Tsarnaev death sentence vacated
Appeals court: Judge didn’t do enough to weed out biased jurors
A US APPEALS COURT on Friday vacated the death sentence of Boston Marathon bomber Dzhokhar Tsarnaev, the latest chapter in a years-long legal saga resulting from a horrific crime that shook Boston to its core.
The ruling means the case will be sent back to district court for a new trial solely on what penalty Tsarnaev should get on the counts that are eligible for the death sentence.
Judge O. Rogeriee Thompson, writing the 224-page decision for the three-judge panel of the First Circuit US Court of Appeals, stressed that Tsarnaev will remain in prison for the rest of his life. “Make no mistake: Dzhokhar will spend his remaining days locked up in prison, with the only matter remaining being whether he will die by execution.”
Tsarnaev and his brother, Tamerlan set off two bombs at the finish line of the 2013 Boston Marathon, killing three and injuring hundreds. They would later kill an MIT police officer. Tamerlan Tsarnaev was killed in a firefight with the police. After Dzhokhar Tsarnaev was convicted, he admitted in court that he committed the bombings.
Two central issues in the appeal had been whether Tsarnaev’s trial should have been moved out of Boston and whether the jurors were biased against him. Attorneys for Tsarnaev had argued that two jurors were in fact biased, based on their social media posts in the wake of the bombings.

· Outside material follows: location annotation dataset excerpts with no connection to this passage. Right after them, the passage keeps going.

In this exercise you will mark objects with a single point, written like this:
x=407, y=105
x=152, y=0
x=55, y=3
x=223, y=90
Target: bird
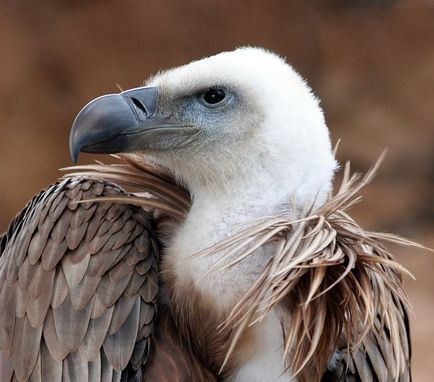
x=231, y=260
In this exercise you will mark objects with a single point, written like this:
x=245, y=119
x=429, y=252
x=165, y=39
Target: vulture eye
x=214, y=95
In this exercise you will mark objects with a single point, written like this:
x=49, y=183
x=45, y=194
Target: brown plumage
x=79, y=283
x=78, y=287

Dzhokhar, left, and Tamerlan Tsarnaev.
Under the law, a judge handling a case with significant pretrial publicity must ask about each potential juror’s exposure to the case, so the judge can decide whether the juror can ignore that publicity and try the case fairly. The appeals court decision held that the judge in Tsarnaev’s case, George A. O’Toole Jr., did not meet the standard for jury questioning laid out by law.
The Appeals Court declined to overturn the judge’s decision to keep the trial in Boston, although Justice Juan Torruella wrote in a concurring opinion that he believes the trial should have been moved. The appellate court’s opinion said that, given the decision to keep the case in Boston, the judge was obligated to oversee a thorough voir dire process capable of winnowing out prejudiced jurors.

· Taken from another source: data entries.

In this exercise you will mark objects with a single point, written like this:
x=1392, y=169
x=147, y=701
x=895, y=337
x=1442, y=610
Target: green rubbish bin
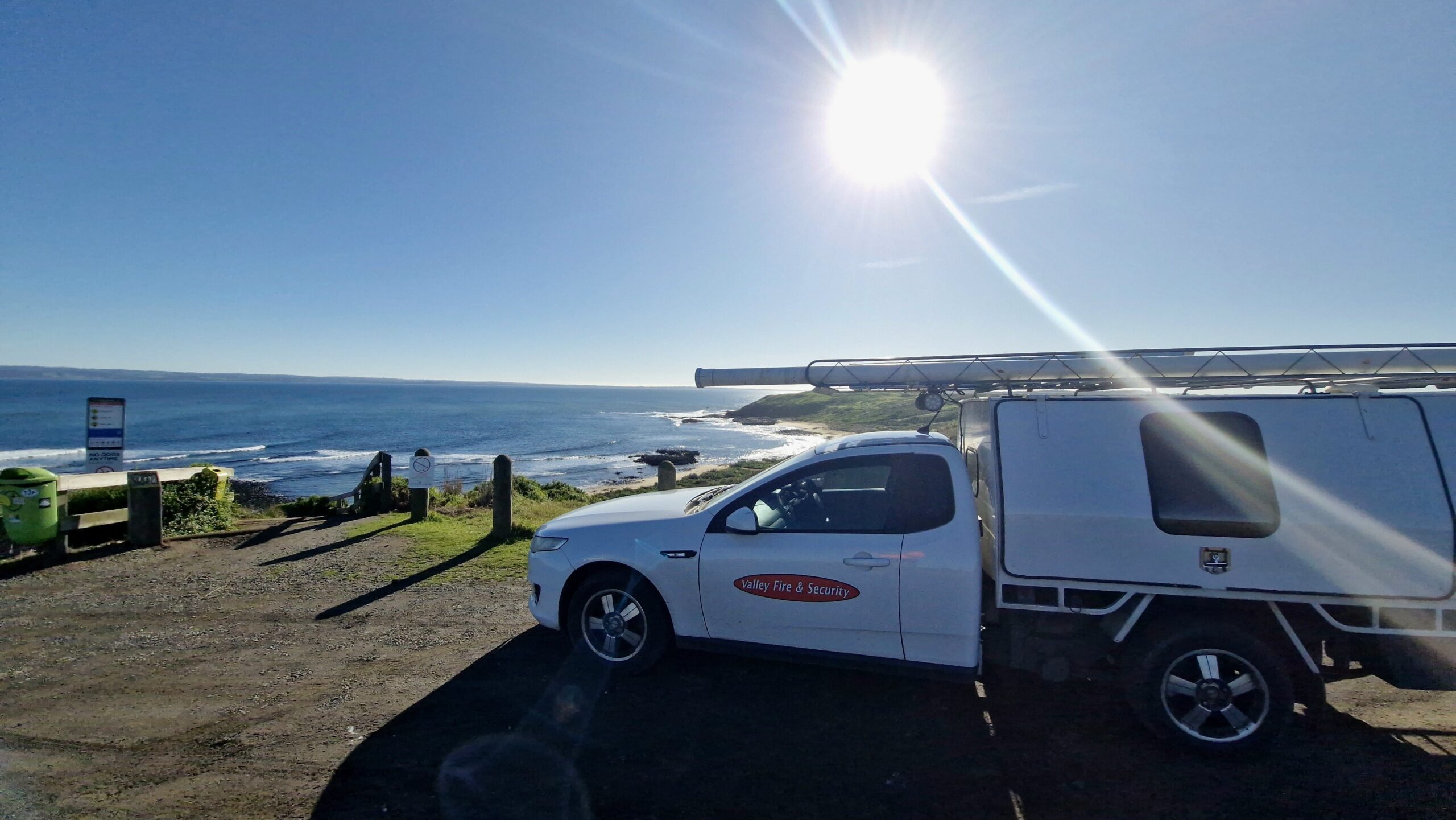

The appellate justices held that the district court judge did not probe deeply enough into the nature of what the prospective jurors knew about the Boston Marathon bombings and what coverage they had seen.
The court also wrote that the judge’s decision to exclude evidence related to Tamerlan Tsarnaev’s potential involvement in a triple murder in Waltham provides an additional basis for vacating Dzhokhar Tsarnaev’s death sentence. When arguing against the death penalty, Dzhokhar Tsarnaev’s attorneys had claimed that Dzhokhar, then 19, was influenced by his older brother in committing the bombings.

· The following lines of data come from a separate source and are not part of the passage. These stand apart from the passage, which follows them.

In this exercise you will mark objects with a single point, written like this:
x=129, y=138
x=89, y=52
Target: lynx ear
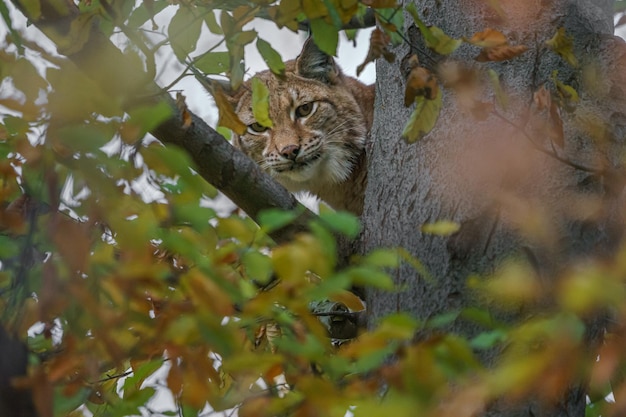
x=315, y=64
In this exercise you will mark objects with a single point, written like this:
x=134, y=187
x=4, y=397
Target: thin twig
x=545, y=151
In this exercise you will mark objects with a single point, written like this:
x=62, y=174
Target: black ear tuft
x=315, y=64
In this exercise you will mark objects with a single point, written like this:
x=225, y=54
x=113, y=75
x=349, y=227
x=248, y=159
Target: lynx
x=321, y=119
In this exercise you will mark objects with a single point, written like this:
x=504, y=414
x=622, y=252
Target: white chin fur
x=326, y=170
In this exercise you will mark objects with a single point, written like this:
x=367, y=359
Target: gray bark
x=487, y=175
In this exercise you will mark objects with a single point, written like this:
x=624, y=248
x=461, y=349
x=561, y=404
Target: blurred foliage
x=119, y=272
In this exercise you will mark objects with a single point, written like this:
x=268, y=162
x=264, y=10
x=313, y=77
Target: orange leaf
x=500, y=53
x=542, y=98
x=420, y=82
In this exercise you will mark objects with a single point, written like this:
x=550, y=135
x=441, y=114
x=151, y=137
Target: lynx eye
x=256, y=127
x=305, y=109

The appeals court also said the judge incorrectly decided a complex area of law related to whether Tsarnaev should have been convicted for using a firearm during a crime of violence, leading the court to vacate those charges.US Sen. Ed Markey, a Democrat, said he hoped there would not be another penalty trial. “Let the defendant remain forever behind bars with no possibility of parole so that all those who suffered loss that day don’t have to once again hear his name, see his face in the news, or be forced to relive that terrible day,” Markey said in a statement.